A BBC Brasil pediu à advogada especializada em direito trabalhista, Gláucia Massoni, que analisasse o documento firmado entre o governo e a Opas.


"No aspecto trabalhista não vejo inconstitucionalidade. As atividades são delimitadas, e os médicos vêm como intercambistas. Não há relação de empregador e empregado. Não há CLT", disse.


Para Gláucia, a quebra de braço entre os que gostariam de suspender a importação e o governo parece pender para o último. "Parece-me que apesar de todas as questões polêmicas, há segurança jurídica", diz.


Desnível salarial


Ainda assim, o regime de contratação suscitou críticas de associações médicas e de setores da oposição, que chegaram até mesmo a alegar que os cubanos estarão sendo submetidos a um regime de trabalho supostamente análogo à escravidão.


Há poucos dias, o procurador José de Lima Ramos Ferreira, chefe da Coordenadoria Nacional de Combate às Fraudes nas Relações de Trabalho, disse ao jornal Folha de S. Paulo que o Ministério Público do trabalho (MPT) teria de "interferir", alegando que a contratação dos médicos em uma transação feita pelo governo de Cuba era "totalmente irregular".


O MPT já instaurou um inquérito para esclarecer pontos pouco esclarecidos da contratação, mas os termos precisos do regime de trabalho dos profissionais cubanos ainda permanecem um mistério.


A BBC Brasil solicitou à Opas o termo firmado entre a organização (representando o Brasil) e o governo de Cuba, onde haveria mais detalhes sobre isso.

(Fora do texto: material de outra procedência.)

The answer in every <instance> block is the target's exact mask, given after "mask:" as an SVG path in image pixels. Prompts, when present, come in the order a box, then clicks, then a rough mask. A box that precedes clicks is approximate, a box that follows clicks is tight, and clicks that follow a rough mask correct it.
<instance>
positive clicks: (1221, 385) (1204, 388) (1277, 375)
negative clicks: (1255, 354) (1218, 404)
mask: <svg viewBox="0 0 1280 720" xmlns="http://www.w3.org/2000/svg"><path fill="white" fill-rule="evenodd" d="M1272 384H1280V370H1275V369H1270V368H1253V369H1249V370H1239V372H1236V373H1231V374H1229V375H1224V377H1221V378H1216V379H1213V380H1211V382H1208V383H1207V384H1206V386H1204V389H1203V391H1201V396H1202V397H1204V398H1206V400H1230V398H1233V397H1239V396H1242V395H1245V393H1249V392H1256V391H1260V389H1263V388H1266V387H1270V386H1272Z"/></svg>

A Opas respondeu que apenas o governo cubano pode se pronunciar sobre o assunto. Por sua vez, representantes do governo cubano disseram à reportagem que apenas a Opas pode dar mais informações.


O procurador-geral do Trabalho, Luiz Camargo, descartou que o regime de trabalho dos médicos cubanos seja análogo à escravidão, mas citou a preocupação do MPT de que não haja desnível salarial entre os profissionais do Mais Médicos, o que, segundo ele, seria uma violação da legislação trabalhista.


Questionado se o fato de o regime cubano reter parte dos salários dos médicos por si só não configuraria tal desnível, o procurador-geral respondeu: "É o que parece".


Ele ressaltou em seguida que ainda não teve acesso aos documentos formais e que suas palavras não significam que esteja apontando qualquer irregularidade na transação.

Ainda segundo Camargo, "tanto o ministro (da Saúde, Alexandre) Padilha quanto o ministro (advogado-geral da União, Luís Inácio) Adams garantiram que há segurança jurídica no programa".